Fino alla famosa notte che segna l’inizio della sua una nuova vita, Amelie è sempre vissuta preferendo i sogni alla vita reale. L’isolamento in cui vive non l’ha però resa arida ed egoista: essendo un isolamento in qualche modo voluto o comunque serenamente accettato ha avuto su di lei l’effetto contrario. Amelie si è mantenuta pura: è una sognatrice, un’idealista, a cui sono estranei il cinismo e la cattiveria gratuita.
Non a caso quando decide di entrare in contatto con il mondo reale lo fa in una maniera totalizzante. Il ritrovamento della “scatoletta dei ricordi” le suggerisce un’improvvisa missione: ritrovarne il legittimo proprietario e, nel caso in cui questo rimanga colpito dall’evento, incominciare a occuparsi attivamente della vita degli altri.
La prima parte della missione ha un esito positivo e Amelie inizia a dedicarsi alle esistenze di quelli che la circondano, cercando in maniera discreta di risolvere i loro problemi, vendicare le ingiustizie che subiscono, migliorare le loro condizioni di vita. La sua è una regia occulta, i suoi interventi rimangono sempre nascosti, ma questo non le impedisce di auto-rappresentarsi come “…la madrina di tutti gli emarginati, la madonna degli indesiderati…” e di pensare alla sua vita come a quella di un’autentica missionaria, una “…donna privata di se stessa eppure sensibile al fascino discreto delle piccole cose…che come Don Chisciotte aveva deciso di combattere contro l’implacabile mulino di tutte le miserie umane”.
L’idealismo di Amelie è un retaggio del suo isolamento, che non le consente di avere una visione realistica e oggettiva delle cose, filtrando tutto attraverso la sua indole romantica e spingendola a immaginarsi anche nei panni di uno Zorro versione femminile.
Tuttavia il suo altruismo nascosto e “mascherato” le permette ancora di intervenire nella realtà rimanendone al tempo stesso al di fuori.
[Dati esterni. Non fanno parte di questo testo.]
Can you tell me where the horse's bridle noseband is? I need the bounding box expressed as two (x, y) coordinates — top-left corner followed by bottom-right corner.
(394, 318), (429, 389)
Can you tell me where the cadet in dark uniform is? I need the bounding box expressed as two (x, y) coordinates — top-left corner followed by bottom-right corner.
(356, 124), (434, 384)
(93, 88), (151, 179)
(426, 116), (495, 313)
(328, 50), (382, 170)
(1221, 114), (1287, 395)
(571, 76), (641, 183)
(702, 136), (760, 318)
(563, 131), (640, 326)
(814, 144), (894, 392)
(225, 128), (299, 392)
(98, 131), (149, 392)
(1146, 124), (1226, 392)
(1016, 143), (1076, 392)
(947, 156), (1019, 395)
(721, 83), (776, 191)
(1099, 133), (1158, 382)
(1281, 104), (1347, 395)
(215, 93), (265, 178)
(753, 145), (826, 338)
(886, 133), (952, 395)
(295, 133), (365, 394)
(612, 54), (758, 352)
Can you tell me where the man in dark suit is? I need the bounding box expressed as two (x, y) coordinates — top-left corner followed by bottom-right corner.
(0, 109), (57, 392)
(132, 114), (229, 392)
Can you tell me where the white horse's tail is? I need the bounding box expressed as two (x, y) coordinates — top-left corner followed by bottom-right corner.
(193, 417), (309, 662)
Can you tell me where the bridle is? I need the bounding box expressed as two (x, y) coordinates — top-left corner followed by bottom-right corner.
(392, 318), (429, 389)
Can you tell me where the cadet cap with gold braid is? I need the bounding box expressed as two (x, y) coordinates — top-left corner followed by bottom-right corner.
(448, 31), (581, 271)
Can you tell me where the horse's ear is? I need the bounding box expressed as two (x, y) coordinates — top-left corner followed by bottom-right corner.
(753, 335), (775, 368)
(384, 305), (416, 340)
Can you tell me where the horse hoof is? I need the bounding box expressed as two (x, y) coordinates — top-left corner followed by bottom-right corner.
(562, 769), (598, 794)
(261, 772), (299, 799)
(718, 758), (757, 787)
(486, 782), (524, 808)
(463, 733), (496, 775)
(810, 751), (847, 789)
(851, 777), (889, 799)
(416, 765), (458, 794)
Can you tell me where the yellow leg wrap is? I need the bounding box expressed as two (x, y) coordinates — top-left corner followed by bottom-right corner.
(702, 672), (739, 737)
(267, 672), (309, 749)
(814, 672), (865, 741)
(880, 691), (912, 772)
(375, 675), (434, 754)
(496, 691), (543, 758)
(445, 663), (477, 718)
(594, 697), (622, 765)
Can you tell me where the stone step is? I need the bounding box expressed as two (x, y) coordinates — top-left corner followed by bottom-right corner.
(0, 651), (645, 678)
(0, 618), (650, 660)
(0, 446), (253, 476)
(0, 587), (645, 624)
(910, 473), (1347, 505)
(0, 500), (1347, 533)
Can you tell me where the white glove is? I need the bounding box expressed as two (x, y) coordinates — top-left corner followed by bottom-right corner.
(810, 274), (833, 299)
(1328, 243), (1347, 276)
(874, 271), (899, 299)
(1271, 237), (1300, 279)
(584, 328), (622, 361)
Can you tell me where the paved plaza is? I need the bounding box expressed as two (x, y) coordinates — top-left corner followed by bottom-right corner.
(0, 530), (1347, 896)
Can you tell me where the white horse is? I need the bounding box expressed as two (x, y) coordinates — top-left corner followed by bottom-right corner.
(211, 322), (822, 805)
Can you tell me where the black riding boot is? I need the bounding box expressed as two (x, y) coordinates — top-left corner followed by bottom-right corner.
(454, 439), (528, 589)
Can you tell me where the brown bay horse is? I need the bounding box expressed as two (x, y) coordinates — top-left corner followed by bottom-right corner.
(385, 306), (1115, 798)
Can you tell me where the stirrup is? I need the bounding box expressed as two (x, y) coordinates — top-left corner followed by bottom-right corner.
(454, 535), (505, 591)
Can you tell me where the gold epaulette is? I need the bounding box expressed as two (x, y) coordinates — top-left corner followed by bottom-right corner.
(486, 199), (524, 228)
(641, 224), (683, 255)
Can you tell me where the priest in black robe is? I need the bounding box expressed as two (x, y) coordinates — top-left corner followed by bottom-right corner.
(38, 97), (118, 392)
Per uscire concretamente dal suo mondo Amelie deve “sporcarsi le mani” ed esporsi in prima persona. La vera scelta morale di Amelie si compirà allora in riferimento al ragazzo di cui si innamora: Amelie dovrà decidere se scontrarsi finalmente con la realtà, rivelandosi a lui e correndo il rischio di essere rifiutata, o invece rimanere per sempre prigioniera del suo universo privato di sogni e fantasie.
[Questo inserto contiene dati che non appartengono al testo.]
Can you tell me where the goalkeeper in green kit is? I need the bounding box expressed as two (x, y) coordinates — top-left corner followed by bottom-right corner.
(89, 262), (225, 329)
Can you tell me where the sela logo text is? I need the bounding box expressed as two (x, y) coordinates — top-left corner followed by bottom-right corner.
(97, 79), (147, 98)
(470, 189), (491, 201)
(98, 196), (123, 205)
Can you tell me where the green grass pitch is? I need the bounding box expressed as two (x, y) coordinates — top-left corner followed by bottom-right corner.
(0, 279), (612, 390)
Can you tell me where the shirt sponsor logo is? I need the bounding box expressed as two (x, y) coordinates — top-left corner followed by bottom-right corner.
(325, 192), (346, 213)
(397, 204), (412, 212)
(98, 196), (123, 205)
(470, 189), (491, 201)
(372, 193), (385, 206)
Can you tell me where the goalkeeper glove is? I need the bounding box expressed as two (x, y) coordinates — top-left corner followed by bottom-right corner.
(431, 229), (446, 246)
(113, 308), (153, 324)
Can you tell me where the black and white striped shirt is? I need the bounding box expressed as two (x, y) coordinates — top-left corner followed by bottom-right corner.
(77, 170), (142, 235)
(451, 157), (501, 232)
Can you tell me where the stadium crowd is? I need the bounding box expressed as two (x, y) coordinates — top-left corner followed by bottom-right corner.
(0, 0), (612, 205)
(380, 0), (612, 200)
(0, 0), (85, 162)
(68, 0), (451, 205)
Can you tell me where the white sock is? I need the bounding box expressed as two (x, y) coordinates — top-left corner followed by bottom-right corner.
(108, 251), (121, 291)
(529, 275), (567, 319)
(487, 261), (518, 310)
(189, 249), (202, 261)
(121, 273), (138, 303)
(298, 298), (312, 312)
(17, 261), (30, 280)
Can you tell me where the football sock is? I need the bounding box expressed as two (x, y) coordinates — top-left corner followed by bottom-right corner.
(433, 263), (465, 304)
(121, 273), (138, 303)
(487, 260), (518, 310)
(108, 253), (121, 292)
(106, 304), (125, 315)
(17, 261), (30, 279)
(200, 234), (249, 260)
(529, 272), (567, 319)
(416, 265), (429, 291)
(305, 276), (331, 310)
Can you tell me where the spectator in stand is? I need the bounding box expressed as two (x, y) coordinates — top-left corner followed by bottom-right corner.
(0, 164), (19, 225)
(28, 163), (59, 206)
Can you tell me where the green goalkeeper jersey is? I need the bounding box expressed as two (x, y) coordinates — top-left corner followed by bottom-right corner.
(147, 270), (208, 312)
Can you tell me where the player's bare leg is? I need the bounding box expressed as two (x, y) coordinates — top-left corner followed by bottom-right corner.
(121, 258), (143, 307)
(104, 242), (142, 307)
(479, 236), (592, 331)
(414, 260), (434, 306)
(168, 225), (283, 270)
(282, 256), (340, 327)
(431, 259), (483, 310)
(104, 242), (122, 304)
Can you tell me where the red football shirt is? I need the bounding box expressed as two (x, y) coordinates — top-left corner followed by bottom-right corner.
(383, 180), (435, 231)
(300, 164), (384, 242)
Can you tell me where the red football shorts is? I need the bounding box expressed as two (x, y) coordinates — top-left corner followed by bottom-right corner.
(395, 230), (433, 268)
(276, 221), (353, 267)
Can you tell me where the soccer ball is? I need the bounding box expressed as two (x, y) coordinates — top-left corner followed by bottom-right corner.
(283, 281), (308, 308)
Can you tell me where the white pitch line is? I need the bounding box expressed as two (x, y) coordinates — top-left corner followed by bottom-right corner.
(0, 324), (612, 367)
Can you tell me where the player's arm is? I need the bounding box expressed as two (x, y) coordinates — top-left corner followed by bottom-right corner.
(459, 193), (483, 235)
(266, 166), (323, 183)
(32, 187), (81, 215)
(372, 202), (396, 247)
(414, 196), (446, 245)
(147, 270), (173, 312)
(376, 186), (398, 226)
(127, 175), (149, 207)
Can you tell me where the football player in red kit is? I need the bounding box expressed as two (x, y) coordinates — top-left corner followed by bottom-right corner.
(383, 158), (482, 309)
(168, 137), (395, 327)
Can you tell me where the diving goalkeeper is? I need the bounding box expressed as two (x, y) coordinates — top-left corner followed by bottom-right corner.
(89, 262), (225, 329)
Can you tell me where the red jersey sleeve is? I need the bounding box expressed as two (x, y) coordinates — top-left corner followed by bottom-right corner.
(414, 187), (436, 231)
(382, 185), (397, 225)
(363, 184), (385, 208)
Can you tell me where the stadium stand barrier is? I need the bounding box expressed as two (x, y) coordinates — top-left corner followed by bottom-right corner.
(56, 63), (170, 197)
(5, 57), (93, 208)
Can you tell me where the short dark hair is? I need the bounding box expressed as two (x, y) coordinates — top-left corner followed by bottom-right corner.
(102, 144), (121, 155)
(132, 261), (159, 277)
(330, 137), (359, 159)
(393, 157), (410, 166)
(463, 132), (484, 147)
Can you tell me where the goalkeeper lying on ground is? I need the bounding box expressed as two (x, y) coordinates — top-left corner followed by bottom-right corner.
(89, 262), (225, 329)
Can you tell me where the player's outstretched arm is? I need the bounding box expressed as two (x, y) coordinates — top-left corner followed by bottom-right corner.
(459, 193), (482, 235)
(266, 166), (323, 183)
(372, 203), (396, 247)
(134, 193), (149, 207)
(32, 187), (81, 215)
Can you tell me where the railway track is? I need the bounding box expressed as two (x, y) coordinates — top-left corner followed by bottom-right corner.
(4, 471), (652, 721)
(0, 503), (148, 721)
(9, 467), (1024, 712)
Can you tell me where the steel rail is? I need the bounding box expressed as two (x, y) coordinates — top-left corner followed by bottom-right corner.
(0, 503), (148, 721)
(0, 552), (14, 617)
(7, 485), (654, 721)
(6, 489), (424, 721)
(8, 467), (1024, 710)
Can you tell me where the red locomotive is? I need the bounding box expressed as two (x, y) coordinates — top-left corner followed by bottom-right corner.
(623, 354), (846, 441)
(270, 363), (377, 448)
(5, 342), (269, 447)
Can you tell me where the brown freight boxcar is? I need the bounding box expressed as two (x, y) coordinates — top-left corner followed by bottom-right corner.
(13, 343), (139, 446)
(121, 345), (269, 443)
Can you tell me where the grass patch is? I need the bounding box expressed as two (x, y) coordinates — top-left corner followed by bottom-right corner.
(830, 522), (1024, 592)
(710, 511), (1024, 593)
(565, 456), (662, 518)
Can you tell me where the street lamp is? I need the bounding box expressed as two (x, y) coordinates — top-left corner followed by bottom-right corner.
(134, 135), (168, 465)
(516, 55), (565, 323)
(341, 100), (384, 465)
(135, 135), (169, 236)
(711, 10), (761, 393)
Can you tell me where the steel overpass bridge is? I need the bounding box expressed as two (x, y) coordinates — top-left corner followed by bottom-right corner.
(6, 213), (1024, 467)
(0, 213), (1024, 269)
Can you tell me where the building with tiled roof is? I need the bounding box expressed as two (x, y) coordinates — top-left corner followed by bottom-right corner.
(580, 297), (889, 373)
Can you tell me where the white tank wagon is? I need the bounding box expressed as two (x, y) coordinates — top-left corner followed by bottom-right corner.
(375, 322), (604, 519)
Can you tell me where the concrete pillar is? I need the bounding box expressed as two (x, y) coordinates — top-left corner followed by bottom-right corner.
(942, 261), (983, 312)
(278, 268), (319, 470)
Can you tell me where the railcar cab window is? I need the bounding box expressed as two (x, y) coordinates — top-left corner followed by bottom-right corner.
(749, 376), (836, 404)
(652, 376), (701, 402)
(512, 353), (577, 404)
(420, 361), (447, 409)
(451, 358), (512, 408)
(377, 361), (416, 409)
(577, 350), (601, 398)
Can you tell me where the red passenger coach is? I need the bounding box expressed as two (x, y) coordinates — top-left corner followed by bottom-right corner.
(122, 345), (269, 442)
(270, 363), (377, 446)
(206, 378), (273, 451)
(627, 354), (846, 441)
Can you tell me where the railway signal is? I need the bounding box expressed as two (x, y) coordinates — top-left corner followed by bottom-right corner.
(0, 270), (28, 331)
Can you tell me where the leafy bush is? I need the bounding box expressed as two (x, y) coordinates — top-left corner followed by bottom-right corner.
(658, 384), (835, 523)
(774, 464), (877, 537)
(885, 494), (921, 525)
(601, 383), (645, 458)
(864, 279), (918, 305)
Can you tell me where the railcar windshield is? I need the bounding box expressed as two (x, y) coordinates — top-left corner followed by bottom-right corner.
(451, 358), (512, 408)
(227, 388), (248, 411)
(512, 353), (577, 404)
La voce narrante è anche su questo punto estremamente chiara: “Una ragazza normale correrebbe il rischio di chiamarlo subito per capire se vale la pena di sognare ancora…Questo si chiama confrontarsi con la realtà ma è una cosa cui Amelie non tiene affatto”.
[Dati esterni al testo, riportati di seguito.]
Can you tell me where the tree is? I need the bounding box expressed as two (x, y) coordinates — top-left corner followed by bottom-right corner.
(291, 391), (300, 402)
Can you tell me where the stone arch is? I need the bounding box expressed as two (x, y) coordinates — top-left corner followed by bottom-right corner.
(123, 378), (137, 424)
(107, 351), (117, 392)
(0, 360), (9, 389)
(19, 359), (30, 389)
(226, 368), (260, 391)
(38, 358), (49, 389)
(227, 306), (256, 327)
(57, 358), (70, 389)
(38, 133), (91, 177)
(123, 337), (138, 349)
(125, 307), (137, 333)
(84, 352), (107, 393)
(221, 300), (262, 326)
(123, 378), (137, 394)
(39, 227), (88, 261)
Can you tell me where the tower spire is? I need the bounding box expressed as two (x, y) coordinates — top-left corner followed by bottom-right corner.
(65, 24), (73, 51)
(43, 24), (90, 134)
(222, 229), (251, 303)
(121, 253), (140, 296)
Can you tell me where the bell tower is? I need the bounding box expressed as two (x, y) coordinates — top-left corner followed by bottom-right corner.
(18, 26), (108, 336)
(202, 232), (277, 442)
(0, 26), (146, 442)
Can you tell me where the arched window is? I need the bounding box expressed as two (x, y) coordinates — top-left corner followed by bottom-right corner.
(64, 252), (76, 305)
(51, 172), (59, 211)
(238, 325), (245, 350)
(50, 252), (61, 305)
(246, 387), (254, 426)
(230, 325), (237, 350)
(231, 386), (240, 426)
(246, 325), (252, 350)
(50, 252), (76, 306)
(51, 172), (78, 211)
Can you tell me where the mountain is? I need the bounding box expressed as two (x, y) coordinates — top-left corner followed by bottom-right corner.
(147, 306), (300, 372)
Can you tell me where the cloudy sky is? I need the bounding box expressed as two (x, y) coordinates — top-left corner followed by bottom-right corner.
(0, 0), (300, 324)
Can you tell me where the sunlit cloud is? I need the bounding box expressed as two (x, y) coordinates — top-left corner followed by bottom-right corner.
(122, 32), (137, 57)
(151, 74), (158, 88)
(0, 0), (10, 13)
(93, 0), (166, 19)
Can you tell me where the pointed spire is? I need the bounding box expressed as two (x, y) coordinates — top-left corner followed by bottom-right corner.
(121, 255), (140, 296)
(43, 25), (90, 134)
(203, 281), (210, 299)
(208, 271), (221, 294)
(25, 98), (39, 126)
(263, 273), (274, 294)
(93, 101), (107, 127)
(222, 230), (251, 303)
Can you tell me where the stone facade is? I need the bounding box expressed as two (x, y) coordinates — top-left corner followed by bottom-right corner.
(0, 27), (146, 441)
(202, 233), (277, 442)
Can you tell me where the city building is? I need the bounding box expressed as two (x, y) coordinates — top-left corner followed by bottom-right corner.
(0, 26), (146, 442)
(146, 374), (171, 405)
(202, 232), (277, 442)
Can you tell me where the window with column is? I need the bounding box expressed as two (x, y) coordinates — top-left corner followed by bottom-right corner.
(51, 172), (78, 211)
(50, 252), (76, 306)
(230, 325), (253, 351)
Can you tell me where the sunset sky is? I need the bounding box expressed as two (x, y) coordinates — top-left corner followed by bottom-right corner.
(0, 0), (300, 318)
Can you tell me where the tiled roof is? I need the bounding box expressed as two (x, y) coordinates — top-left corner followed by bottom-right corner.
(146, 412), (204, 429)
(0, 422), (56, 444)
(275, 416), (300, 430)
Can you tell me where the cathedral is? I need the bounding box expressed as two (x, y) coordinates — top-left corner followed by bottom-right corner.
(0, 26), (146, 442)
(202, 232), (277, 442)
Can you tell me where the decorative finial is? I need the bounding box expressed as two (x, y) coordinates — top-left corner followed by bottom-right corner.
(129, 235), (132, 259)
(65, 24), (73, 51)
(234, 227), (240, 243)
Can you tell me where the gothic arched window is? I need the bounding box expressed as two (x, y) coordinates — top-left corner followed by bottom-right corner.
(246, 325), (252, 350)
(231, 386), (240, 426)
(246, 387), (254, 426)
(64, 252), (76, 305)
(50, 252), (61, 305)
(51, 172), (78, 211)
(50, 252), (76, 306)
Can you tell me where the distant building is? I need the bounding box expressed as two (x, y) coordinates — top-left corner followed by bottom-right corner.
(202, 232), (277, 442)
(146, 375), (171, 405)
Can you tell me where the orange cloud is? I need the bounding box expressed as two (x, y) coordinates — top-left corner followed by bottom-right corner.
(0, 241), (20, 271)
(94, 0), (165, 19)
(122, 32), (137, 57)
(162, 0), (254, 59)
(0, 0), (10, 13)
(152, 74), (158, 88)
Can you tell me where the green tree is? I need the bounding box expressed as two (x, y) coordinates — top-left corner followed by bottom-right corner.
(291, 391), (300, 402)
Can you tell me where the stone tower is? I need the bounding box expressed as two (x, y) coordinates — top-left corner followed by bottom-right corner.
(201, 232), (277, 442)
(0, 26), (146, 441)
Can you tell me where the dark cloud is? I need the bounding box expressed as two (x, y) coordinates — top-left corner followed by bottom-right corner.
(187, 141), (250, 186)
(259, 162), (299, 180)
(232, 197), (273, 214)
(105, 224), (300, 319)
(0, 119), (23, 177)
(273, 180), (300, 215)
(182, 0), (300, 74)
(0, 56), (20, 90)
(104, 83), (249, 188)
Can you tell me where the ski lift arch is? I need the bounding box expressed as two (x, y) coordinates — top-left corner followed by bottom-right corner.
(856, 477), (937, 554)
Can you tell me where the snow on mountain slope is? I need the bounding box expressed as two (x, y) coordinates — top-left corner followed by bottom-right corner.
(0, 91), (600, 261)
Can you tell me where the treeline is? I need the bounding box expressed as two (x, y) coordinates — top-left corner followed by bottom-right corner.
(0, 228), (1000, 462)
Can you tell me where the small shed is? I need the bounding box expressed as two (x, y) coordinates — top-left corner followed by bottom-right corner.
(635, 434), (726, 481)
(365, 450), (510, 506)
Nel dilemma se è meglio sognare o vivere Amelie sarà spesso assalita da dubbi e ripensamenti. In alcuni momenti prevarrà la convinzione che è necessario aprirsi agli altri (“Amelie ha la sensazione di essere in armonia con se stessa, la vita le appare semplice e limpida, si sente sommersa da uno slancio d’amore, un desiderio di aiutare l’umanità intera…”), in altri casi la paura di rischiare in prima persona la porterà a dubitare e a rifugiarsi di nuovo in se stessa (“Se Amelie preferisce vivere in un sogno e restare una ragazza introversa è un suo diritto. Perché fallire la propria vita è un diritto inalienabile”).
Alla fine sarà l’uomo di vetro che la spingerà ad agire e a dichiararsi a Nino, quindi a misurarsi per la prima volta con la realtà (“Lei non ha le ossa di vetro, lei può scontrarsi con la vita. Si lanci!”).
Telos
Il telos conscio, cioè l’obiettivo consapevole, di Amelie è appunto quello di “occuparsi della vita degli altri” uscendo dal suo isolamento.
Il telos inconscio è in realtà l’opposto, ovvero trovare qualcuno che si occupi finalmente di lei, dandole l’amore che le è sempre mancato e rompendo il cerchio di solitudine che la vita le ha costruito intorno.